The subprime crisis was a global financial downturn that began in 2007, triggered by a housing market bubble in the United States. This bubble was fueled by lax lending standards and securitization of subprime mortgages.
Subprime mortgages were given to borrowers with poor credit history who couldn't afford the payments. These mortgages were then packaged into securities and sold to investors worldwide. Many of these securities were rated as low-risk, which made them attractive to investors.
The housing market began to decline in 2006, causing defaults on subprime mortgages to rise. This led to a freeze in the mortgage-backed securities market, causing a credit crisis that spread to other parts of the economy.
Readers also liked: Housing Loan Information
Causes of the GFC
The causes of the Global Financial Crisis (GFC) are complex and multifaceted, but some key factors contributed to its severity. Excessive risk-taking in a favorable macroeconomic environment led households to borrow imprudently to purchase and build houses.
House prices grew strongly in the years leading up to the GFC, especially in the United States, due to low interest rates and stable economic growth. This led to a housing bubble, where people expected house prices to continue rising.
Many mortgage loans, especially in the United States, were for amounts close to or even above the purchase price of a house. A large share of such risky borrowing was done by investors seeking to make short-term profits by flipping houses and by subprime borrowers.
Banks and other lenders were willing to make increasingly large volumes of risky loans for various reasons. They included competition between lenders to extend ever-larger amounts of housing loans, and a lack of incentive to assess borrowers' abilities to make loan repayments.
Here are some key reasons why lenders made so many risky loans:
- Competition between lenders to extend ever-larger amounts of housing loans.
- Lenders did not closely assess borrowers' abilities to make loan repayments.
- Lenders sold large amounts of loans to investors in the form of mortgage-backed securities (MBS).
Investors, including large US banks and foreign banks, mistakenly thought that MBS products were very low-risk assets. They assumed that most mortgage loans would continue to be repaid, even if some loans in the package were not repaid.
Worth a look: Deep Subprime Car Loans
The GFC Unfolded
The GFC unfolded in a complex and interconnected way, but several key events triggered the crisis.
The failure of financial firms was a major catalyst, with Lehman Brothers' collapse in September 2008 being a particularly pivotal moment.
A range of other financial firms also failed or came close to failing around the same time, creating a sense of panic in financial markets globally.
Investors began pulling their money out of banks and investment funds as they didn't know who might be next to fail and how exposed each institution was to subprime and other distressed loans.
Financial markets became dysfunctional as everyone tried to sell at the same time, and many institutions wanting new financing couldn't obtain it.
Businesses became much less willing to invest, and households less willing to spend, as confidence collapsed.
The United States and some other economies fell into their deepest recessions since the Great Depression.
For more insights, see: Austerity Measures from the 2008 Financial Crisis
Policy Responses
Central banks lowered interest rates to stimulate economic activity until September 2008. This was the main policy response to the crisis until then.
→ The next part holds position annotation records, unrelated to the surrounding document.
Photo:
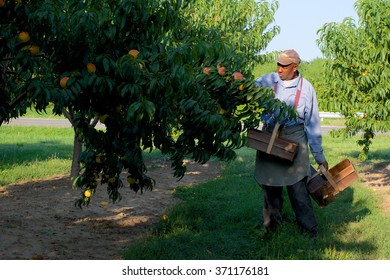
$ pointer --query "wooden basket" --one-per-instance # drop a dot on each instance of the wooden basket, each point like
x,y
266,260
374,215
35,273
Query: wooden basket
x,y
324,186
271,144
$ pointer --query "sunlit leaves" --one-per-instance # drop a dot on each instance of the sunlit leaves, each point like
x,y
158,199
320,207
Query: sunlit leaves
x,y
357,71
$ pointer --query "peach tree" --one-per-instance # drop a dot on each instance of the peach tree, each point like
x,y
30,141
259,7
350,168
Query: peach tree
x,y
155,77
358,71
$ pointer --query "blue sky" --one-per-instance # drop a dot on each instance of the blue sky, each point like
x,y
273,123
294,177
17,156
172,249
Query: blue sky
x,y
299,21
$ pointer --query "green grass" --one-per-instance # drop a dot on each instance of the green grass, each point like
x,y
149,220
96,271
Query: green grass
x,y
221,219
31,113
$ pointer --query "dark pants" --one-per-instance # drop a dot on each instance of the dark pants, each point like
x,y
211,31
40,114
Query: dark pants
x,y
300,202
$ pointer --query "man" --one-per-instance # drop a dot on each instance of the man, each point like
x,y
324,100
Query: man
x,y
272,174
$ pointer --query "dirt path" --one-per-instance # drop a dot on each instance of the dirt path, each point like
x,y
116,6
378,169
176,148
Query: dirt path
x,y
38,220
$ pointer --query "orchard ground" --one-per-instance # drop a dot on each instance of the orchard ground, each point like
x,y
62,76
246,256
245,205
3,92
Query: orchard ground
x,y
40,221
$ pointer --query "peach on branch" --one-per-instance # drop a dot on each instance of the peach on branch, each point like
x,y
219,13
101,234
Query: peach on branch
x,y
91,68
221,71
237,76
64,81
24,37
207,70
134,53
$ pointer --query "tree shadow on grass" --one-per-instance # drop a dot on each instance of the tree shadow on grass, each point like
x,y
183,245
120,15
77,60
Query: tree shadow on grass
x,y
24,153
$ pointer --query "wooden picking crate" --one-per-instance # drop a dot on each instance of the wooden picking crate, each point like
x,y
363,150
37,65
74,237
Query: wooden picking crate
x,y
324,186
272,144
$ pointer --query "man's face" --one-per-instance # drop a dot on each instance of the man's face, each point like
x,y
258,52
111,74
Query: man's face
x,y
287,72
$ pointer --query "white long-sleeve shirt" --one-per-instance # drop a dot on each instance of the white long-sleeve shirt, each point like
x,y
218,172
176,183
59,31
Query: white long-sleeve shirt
x,y
307,109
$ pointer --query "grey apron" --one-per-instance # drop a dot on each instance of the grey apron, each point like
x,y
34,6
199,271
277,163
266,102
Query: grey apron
x,y
271,171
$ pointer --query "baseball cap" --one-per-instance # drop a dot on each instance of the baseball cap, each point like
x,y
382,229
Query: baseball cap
x,y
288,56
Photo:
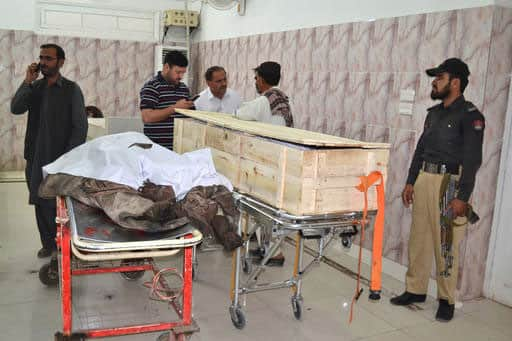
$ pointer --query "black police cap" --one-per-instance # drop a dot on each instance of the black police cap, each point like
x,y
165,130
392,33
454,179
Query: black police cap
x,y
453,66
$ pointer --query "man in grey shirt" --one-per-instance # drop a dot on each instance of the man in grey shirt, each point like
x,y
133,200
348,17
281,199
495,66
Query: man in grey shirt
x,y
56,123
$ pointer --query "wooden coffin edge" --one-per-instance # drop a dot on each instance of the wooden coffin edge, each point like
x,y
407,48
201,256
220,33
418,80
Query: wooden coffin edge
x,y
293,135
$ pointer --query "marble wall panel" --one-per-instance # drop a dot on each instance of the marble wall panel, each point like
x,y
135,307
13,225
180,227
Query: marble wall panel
x,y
339,49
359,46
438,41
382,56
322,45
411,34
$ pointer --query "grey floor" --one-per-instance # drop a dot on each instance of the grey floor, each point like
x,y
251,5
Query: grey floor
x,y
30,311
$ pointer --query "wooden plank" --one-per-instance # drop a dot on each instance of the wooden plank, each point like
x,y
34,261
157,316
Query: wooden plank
x,y
178,136
281,179
297,179
258,180
222,139
293,135
261,151
227,165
The policy response ramped up following the collapse of Lehman Brothers. The downturn in global growth also accelerated this change.
Governments increased spending to stimulate demand and support employment. They also guaranteed deposits and bank bonds to shore up confidence in financial firms.
The government took several steps to alleviate the crisis. One set of actions was aimed at encouraging lenders to rework payments and other terms on troubled mortgages.
Regulation and Policy Errors
Regulation and policy errors played a significant role in the financial crisis. Regulation of subprime lending and MBS products was too lax, allowing many individual borrowers to receive loans that were unlikely to be repaid.
Many central banks and governments failed to recognize the extent of bad loans extended during the boom. This lack of awareness made it difficult for them to respond effectively to the crisis.
Fraud was common in the subprime lending market, with lenders overstating borrowers' incomes and over-promising investors on the safety of MBS products. This led to a wave of defaults and a collapse in the value of these products.
Take a look at this: What Are Subprime Mortgage Loans
The complexity and opacity of MBS products made it difficult for investors to understand the risks involved. This lack of transparency contributed to the widespread adoption of these products, which ultimately led to significant losses.
The crisis highlighted the need for more effective regulation of financial institutions and the products they create.
Steps to Alleviate
Governments worldwide increased their spending to stimulate demand and support employment throughout the economy.
The Federal Reserve lowered short-term interest rates to nearly 0 percent by early 2009, and then took additional steps to lower longer-term interest rates and stimulate economic activity.
To encourage lenders to rework payments and other terms on troubled mortgages, the government implemented policies that allowed for refinancing "underwater" mortgages, reducing the number of repossessions that could further depress house prices.
The Congress passed temporary tax credits for homebuyers, which increased housing demand and eased the fall of house prices in 2009 and 2010.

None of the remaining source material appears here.